Draft language for House Resolution 879 has yet to be released, but a memo on the state House website says Levine “put our most vulnerable populations at even greater risk” by instituting “guidance for nursing facilities to admit and re-admit patients who were positive for COVID-19.”

A request for comment to Gov. Tom Wolf’s (D) office on the resolution was not returned. Comment was also not returned from five Democratic state house members from the Delaware Valley.

Earlier this month, Monroe County Coroner Tom Yanac called for Levine to resign or be fired, accusing her of mismanaging the state’s electronic death registration system.

On Thursday, state GOP Chairman Lawrence Tabas joined in, saying, “It is unthinkable that PA Secretary of Health, Dr. Rachel Levine, would move her mother out of a personal care home, and into a hotel, while ordering nursing and personal care homes to accept COVID patients.”

The editors of the public policy website Broad + Liberty have written a lengthy argument in favor of Levine’s resignation. Like Tabas, they pointed to the Health Department’s guidance telling nursing homes to accept COVID-19 patients in order to help with hospital availability.
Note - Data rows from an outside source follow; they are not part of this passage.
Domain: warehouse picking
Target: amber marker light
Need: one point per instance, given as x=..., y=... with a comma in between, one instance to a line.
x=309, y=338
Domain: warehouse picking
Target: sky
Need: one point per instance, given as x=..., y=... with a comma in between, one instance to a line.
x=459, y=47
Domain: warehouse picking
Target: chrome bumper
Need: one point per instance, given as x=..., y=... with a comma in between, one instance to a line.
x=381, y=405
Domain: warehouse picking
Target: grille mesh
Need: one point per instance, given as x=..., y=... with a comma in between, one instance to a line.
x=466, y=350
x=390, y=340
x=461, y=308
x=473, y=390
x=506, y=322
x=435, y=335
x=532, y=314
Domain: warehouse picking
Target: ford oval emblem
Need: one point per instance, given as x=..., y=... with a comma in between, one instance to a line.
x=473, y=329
“Indeed, at a May 6th meeting with state legislators, Dr. Levine testified that of the 37,000 available hospital beds in Pennsylvania, only 2,572, or about seven percent, were occupied by confirmed COVID-positive patients,” the editors at Broad + Liberty wrote (emphasis original).

“Hospital beds have been available all along, so the justification for forcing nursing homes to reabsorb COVID-positive patients was nonexistent,” they concluded.

Levine has tried to defend her decision to move her mother to a hotel by claiming the 95-year-old made the decision for herself. “She is very intelligent and more than competent to make her own decisions,” Levine said of her mother.

At a Tuesday news conference, Levine was asked if the administration would have done anything differently, but sidestepped the question.

“We are everyday thinking about how we can help those facilities, help them in different ways. So now of course, we have the National Guard that is going out to facilities,” Levine said. “We just reported that we have the [Centers for Disease Control] teams going out and looking at those facilities.”

“And we’re going to be testing all of the residents of those facilities as well as the staff. So, we continue to revise and update our plan.”

Ramped up testing of all LTCFs is an additional concern for Delaware Valley elected officials trying to get the Wolf administration to move their counties from the “red” lockdown phase into the “yellow” hybrid phase of reopening.  These officials want the fact that infections and deaths are occurring in LCTFs and not the population at large to be taken into the state’s calculations.

The Democratic-controlled board of county commissioners in Bucks wrote a letter to Gov. Wolf about two weeks ago making the case that as long as infections at long-term facilities were included, it would “permanently keep Bucks County in the ‘red zone.’”

The county’s health director, Dr. David Damsker, expressed similar concerns at the time.

“The increased number of cases is clearly in our nursing homes who are also doing increased testing,” Bucks County Health Director Dr. David Damsker said on 1210 WPHT’s The Dom Giordano Program. “There are some nursing homes that are doing mass testing. So, we’re not artificially driving up rates — they are true cases — but they’re not impacting the community in any way.”

State data from Monday showed that more than 30 percent of all cases in the Delaware Valley were in nursing homes, and more than 80 percent of all fatalities in the four surrounding counties were in those facilities as well.